- Born: 1953 (age 72–73)
- Occupation: Businessman
- Known for: Co-founder of Puregold
- Spouse: Susan Pe
- Children: 4
- Relatives: Bea Alonzo (daughter-in-law)

= Lucio Co =

Filipino businessman (born 1953)

Lucio L. Co is a Filipino businessman who is best known for founding Puregold.

==Early life==
Lucio L. Co was born in 1953. He grew up in Manila and his family owned the Atlantic Glassware store in Santo Cristo, Divisoria.

==Career==
Co started in the oil and minerals industry with Cosco Capital, Inc. starting out as Alcorn Gold Resources Corporation (later named Alcorn Petroleum and Minerals Corporation).

Co operated the Puregold Duty Free in Clark Freeport and Special Economic Zone, Pampanga.

Forced by the 1997 Asian financial crisis, Alcorn shifted focus to the retail industry. Together with his wife Susan, Co opened the first outlet of the Puregold retail chain in Mandaluyong on December 12, 1998. This was to provide relief to the financial situation of his employees at the duty-free store in Clark.

Puregold opened more outlets across the Philippines with Co also acquiring other regional supermarket chains as well.

Co acquired the S&R Membership Shopping chain from its previous owners in 2006.

Alcorn Gold Resources changed its name to Cosco Capital Inc. in 2012.

In December 2025, Co's Crystal Bridges Holding Corporation fully acquired PrimeWater from Manny Villar's Prime Asset Ventures, Inc. PrimeWater was later renamed as Hiraya Water Corporation in June 2026.

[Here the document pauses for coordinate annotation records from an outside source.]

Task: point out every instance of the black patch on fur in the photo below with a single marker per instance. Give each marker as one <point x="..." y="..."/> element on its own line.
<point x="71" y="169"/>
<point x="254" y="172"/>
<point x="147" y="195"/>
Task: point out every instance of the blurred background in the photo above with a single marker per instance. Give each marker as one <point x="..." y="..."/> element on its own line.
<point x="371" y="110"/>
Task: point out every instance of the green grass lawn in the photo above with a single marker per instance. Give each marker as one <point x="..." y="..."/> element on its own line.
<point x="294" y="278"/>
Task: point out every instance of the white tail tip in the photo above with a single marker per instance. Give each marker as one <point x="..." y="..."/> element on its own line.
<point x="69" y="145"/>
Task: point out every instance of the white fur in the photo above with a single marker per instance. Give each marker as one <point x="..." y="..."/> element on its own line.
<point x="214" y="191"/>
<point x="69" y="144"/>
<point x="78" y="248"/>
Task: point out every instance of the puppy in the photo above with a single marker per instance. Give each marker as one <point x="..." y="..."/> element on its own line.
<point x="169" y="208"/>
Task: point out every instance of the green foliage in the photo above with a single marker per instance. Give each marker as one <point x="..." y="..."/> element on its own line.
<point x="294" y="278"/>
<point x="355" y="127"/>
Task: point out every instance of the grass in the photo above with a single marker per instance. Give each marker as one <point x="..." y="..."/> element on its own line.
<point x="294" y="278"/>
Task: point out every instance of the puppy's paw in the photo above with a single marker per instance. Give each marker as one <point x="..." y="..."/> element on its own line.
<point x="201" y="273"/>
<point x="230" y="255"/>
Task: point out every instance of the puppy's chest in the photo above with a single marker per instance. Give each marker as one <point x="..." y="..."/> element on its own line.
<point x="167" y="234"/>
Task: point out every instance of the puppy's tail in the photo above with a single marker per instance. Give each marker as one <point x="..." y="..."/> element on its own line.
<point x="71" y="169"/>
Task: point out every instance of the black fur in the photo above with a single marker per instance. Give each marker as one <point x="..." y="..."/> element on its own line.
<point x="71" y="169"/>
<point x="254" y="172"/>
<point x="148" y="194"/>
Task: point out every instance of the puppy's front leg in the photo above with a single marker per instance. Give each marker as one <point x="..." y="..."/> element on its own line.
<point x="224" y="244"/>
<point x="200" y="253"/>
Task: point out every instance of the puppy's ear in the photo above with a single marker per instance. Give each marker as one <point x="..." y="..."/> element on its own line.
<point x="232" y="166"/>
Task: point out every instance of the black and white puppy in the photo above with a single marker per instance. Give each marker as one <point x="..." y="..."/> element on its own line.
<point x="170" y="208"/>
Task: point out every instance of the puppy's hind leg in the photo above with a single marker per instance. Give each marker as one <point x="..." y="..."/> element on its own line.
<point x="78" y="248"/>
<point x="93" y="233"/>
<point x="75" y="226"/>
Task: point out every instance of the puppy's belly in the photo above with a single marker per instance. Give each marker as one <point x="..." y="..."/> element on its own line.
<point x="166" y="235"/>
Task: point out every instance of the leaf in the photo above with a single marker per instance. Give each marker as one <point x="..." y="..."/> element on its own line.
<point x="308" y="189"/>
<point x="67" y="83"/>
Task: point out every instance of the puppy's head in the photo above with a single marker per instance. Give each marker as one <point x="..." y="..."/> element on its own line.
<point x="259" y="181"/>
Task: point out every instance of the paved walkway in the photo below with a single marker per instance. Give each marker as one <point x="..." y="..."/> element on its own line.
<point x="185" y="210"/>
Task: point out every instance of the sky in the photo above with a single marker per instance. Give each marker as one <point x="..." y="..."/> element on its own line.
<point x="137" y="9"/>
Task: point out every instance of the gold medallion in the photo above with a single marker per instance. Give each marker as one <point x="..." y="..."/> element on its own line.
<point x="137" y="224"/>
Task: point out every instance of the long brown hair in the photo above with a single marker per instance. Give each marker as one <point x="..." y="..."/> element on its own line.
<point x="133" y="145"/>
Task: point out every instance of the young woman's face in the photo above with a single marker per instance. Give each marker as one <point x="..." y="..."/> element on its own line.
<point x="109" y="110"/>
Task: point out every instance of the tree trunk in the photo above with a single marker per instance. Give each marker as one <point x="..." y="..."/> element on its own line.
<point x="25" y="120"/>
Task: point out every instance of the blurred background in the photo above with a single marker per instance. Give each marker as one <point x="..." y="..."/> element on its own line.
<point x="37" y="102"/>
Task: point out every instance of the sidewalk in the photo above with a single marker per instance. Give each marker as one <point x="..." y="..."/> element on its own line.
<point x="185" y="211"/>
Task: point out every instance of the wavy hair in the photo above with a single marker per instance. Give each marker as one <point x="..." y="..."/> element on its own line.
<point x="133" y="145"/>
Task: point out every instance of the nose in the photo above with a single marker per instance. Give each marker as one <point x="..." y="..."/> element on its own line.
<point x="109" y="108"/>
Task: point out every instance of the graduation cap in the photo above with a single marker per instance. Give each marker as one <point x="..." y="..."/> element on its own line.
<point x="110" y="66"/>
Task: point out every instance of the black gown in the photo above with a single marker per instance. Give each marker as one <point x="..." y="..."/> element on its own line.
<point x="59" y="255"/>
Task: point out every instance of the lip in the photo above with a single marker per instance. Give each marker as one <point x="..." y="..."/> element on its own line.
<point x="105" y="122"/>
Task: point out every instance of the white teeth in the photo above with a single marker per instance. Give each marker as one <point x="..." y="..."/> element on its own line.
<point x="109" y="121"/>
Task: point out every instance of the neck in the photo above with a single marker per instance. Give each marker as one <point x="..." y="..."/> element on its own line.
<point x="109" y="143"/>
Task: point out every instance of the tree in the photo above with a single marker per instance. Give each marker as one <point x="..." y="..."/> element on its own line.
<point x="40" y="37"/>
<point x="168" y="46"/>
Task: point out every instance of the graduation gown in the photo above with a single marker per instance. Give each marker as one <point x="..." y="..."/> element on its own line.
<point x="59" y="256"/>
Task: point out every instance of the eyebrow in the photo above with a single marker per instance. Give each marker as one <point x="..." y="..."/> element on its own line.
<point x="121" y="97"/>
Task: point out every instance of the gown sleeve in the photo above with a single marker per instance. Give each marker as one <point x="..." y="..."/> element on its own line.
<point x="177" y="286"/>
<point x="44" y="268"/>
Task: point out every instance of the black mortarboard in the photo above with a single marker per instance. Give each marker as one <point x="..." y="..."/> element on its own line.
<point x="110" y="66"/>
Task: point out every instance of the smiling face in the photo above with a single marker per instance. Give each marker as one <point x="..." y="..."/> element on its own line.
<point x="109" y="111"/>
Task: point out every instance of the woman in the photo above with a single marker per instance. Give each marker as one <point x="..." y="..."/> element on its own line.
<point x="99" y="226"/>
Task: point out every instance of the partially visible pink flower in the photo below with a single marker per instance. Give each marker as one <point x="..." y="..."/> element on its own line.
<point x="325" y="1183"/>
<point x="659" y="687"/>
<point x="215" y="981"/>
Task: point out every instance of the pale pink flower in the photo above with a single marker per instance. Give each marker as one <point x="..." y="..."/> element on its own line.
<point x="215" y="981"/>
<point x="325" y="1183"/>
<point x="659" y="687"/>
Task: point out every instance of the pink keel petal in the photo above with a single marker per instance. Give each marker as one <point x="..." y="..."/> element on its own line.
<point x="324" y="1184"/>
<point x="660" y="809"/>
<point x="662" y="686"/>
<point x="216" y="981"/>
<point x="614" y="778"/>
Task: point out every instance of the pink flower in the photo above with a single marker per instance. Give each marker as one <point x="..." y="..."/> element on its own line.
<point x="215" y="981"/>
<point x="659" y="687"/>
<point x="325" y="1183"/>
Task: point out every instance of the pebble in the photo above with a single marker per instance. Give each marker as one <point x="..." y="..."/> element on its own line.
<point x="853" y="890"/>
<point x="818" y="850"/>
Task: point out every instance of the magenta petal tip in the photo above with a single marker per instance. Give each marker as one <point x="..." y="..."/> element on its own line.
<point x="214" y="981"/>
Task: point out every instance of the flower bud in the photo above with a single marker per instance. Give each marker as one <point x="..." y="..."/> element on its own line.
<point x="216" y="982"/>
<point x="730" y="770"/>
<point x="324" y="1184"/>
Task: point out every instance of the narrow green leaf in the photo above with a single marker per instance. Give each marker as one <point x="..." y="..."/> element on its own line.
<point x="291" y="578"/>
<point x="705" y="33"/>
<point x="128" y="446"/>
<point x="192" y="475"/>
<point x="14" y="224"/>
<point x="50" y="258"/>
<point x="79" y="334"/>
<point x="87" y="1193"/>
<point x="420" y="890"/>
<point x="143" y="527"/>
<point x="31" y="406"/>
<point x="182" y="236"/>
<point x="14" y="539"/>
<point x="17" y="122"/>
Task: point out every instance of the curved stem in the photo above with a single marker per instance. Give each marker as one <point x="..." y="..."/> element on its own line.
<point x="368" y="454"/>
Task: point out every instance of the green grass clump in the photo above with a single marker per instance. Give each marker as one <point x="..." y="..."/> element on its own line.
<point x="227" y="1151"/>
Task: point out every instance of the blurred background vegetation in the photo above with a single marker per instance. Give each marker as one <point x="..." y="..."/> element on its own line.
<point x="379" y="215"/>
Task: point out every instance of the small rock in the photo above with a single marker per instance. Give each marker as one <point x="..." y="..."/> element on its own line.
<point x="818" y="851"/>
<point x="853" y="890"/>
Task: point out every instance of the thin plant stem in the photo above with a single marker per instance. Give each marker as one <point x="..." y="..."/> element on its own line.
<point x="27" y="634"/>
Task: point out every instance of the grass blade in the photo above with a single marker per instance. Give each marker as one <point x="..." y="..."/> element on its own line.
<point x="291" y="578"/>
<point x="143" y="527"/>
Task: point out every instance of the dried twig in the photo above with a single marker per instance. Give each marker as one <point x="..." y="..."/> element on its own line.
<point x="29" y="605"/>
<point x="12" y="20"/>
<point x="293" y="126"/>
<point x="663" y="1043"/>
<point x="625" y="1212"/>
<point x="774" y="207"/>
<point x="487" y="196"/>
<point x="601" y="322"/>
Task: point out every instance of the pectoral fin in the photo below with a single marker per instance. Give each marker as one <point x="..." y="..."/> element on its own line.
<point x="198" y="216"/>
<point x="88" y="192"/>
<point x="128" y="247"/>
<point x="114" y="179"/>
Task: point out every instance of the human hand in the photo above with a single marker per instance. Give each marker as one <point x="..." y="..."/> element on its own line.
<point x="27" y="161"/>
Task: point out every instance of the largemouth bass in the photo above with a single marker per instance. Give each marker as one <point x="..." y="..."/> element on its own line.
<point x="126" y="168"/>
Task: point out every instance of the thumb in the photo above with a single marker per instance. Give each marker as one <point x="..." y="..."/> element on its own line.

Co also previously owned the Philippine franchise for Lawson, Liquigaz, and Wendy's.

==Personal life==
Lucio Co is married to Susan Pe. Their eldest child and only son is Vincent while they have three daughters; Pamela Justine, Katrina Marie, and Camille Clarisse. All grew up to be businesspeople like their parents. Vincent is married to actress Bea Alonzo since 2026.

Lucio and Susan Co are in the tenth position of Forbes Philippines 50 Richest list with the couple having a combined net worth of US$1.7 billion in 2020.